The Big Sick Kumail Nanjiani, Zoe Kazan, Ray Romano. Directed by Michael Showalter. Rated R. Opens Friday in select theaters.
The broad narrative arc of The Big Sick isn’t that different from the average Hollywood romantic comedy: Two people from different backgrounds meet cute, develop a relationship around playful banter, have a misunderstanding that pushes them apart, then eventually reconcile and live happily ever after (presumably). Where the movie succeeds is in the personal specificity of the story, written by comedian Kumail Nanjiani (best known as Dinesh on HBO’s Silicon Valley) and his wife Emily V. Gordon, based on their real-life romance. Nanjiani plays a version of himself, an aspiring comedian in Chicago who meets grad student Emily (Zoe Kazan) at a show and begins a casual fling that soon turns into something potentially serious.
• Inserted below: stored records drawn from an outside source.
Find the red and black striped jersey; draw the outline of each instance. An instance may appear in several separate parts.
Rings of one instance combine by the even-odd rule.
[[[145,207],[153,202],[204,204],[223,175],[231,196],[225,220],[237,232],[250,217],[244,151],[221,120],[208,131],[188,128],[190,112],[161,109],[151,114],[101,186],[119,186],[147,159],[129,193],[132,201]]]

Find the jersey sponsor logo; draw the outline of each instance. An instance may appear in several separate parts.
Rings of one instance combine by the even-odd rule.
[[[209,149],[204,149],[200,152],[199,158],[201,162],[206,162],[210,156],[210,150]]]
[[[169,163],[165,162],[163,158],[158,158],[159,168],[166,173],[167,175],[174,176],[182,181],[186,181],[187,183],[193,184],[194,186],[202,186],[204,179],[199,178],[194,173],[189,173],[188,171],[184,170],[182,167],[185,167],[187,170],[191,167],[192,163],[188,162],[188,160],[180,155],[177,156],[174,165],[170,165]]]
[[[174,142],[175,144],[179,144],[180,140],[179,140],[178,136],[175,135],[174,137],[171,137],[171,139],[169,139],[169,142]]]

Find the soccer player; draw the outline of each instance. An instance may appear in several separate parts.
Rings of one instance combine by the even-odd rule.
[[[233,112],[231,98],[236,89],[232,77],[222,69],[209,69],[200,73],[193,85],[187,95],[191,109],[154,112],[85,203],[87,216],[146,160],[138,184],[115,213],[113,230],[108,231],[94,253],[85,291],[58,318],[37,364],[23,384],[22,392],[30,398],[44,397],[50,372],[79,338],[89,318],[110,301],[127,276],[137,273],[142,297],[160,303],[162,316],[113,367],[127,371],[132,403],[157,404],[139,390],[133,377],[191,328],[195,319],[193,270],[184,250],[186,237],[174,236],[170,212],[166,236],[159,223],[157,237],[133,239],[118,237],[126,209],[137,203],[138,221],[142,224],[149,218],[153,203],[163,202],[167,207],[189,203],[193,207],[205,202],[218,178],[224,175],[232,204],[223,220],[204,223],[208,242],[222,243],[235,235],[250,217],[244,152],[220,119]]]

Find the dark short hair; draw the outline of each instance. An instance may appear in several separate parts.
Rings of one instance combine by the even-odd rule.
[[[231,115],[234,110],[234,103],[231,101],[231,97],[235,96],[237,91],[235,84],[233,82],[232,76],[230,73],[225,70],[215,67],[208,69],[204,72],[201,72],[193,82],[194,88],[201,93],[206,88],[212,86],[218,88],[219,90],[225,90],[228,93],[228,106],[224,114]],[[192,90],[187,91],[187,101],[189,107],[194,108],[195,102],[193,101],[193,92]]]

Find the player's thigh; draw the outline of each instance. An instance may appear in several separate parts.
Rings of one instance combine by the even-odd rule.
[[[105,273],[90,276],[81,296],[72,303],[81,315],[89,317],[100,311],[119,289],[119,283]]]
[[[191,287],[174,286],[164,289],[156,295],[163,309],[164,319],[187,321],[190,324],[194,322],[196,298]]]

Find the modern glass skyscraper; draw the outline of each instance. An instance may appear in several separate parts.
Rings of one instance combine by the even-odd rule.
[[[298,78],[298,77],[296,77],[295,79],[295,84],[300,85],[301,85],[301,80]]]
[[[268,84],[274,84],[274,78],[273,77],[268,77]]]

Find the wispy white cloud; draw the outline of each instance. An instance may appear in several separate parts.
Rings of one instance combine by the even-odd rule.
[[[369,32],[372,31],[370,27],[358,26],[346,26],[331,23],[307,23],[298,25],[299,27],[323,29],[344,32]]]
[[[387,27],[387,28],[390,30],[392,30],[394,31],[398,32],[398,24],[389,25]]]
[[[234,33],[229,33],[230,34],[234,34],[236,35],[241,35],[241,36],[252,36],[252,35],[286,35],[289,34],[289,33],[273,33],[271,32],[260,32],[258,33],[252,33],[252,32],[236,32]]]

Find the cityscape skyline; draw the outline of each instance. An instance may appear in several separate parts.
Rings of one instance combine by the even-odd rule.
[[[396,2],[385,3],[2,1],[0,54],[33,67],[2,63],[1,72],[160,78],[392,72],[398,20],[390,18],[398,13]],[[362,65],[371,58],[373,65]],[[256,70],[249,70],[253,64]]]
Kumail has trouble telling his traditional Pakistani family that he’s dating a white girl, while Emily, who’s open with her parents about everything, doesn’t understand his struggles. Nanjiani and Gordon balance the conflict well, showing the cultural disconnect without making either character into the villain. Nanjiani and Kazan have a wonderfully relaxed chemistry that makes their connection believable, and the script finds humor in relatable situations without resorting to the ridiculous comedic set pieces that are crutches for so many mainstream rom-coms.
It’s almost a shame, then, that Emily spends the entire middle of the movie in a coma, thanks to a mysterious illness. But that’s what shows Kumail the true power of their relationship, as he bonds with Emily’s parents (warmly played by Ray Romano and Holly Hunter) and builds the courage to stand up to his own. Director Michael Showalter has made more offbeat takes on the rom-com formula (The Baxter, Hello My Name Is Doris), but here he mostly steps back and lets Nanjiani and Gordon tell their story, keeping things running smoothly and without any distractions. The Big Sick doesn’t reinvent its genre (most of the developments, aside from sudden unexplained illness, are pretty predictable), but it doesn’t have to. It delivers a real love story with real humor from real people, and the movies can always use more of those.